I would like to know if the following property (known as the Monotropic Property) still hold or can be extended to the general case of a convex function $f$ : $\mathbb{R}^n$ $\to$ $\mathbb{R}$ ?
$\textbf{Monotropic Property}$
Let $f$ : $\mathbb{R}$ $\to$ $\mathbb{R}$ be a convex function.
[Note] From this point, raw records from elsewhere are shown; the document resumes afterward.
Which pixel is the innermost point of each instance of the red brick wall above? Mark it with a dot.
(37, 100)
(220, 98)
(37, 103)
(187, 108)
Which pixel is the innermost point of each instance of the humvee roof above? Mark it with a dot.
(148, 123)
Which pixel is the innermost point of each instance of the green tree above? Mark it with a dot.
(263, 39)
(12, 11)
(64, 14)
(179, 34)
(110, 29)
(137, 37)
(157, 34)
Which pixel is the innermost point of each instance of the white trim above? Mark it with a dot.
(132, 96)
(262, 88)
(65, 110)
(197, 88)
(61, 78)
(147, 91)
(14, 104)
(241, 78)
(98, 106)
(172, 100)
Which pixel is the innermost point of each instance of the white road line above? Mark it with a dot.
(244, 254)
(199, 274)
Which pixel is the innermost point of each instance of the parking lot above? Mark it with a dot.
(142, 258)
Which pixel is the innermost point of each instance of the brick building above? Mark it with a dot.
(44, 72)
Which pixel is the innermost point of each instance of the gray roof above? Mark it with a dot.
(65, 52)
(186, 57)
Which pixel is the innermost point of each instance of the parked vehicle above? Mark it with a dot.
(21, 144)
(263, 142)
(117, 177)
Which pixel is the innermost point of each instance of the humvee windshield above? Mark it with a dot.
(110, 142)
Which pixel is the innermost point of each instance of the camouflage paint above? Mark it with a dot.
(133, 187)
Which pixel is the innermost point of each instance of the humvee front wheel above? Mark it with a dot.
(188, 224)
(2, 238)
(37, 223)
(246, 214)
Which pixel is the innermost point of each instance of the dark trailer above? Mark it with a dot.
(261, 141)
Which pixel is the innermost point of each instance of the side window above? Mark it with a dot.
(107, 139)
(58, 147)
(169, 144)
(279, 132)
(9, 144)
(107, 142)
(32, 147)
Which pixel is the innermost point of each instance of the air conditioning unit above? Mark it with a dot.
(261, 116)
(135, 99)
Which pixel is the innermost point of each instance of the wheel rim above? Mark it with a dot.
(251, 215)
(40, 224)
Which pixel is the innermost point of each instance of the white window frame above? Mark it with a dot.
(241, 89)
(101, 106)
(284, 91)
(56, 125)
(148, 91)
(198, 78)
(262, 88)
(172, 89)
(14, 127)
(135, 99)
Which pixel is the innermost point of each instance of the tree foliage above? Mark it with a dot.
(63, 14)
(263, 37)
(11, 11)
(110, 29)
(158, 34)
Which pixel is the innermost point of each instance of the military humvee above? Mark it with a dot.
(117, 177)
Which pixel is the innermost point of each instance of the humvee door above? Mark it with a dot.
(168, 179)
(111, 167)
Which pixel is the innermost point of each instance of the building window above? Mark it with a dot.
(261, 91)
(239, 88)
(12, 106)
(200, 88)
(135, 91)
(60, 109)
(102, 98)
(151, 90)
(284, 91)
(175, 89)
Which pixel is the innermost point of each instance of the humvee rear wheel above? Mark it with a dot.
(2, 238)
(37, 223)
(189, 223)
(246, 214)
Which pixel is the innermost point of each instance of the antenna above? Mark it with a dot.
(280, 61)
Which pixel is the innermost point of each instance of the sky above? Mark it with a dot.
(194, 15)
If $x_1$, $x_2$, $x_3$ are three scalars such that $x_1$ $\lt$ $x_2$ $\lt$ $x_3$, then $\frac{ f(x_2)−f(x_1)}{x_2−x_1} \le \frac{f(x_3)−f(x_2)}{x_3 −x_2}$
In $\mathbb{R}^n$ the points $x_1,x_2,x_3$ would be vectors, and we can't divide by a vector. But the following reformulation still makes sense:
If $x_2$ is between $x_1$ and $x_3$, then $$\frac{ f(x_2)−f(x_1)}{|x_2−x_1|} \le \frac{f(x_3)−f(x_2)}{|x_3 −x_2|}\tag1$$
where $|\cdot|$ is the Euclidean norm.
The proof is by reduction to one-dimensional cases. Let $g(t) = f(x_1+t(x_3-x_1))$. Then $g$ is convex on $\mathbb{R}$. Let $s = |x_2-x_1|/|x_3-x_1|$. This is a number between $0$ and $1$, so
$$\frac{ g(s)−g(0)}{s} \le \frac{g(1)−g(s)}{1-s}$$
Rewrite this back in terms of $f$ to get (1).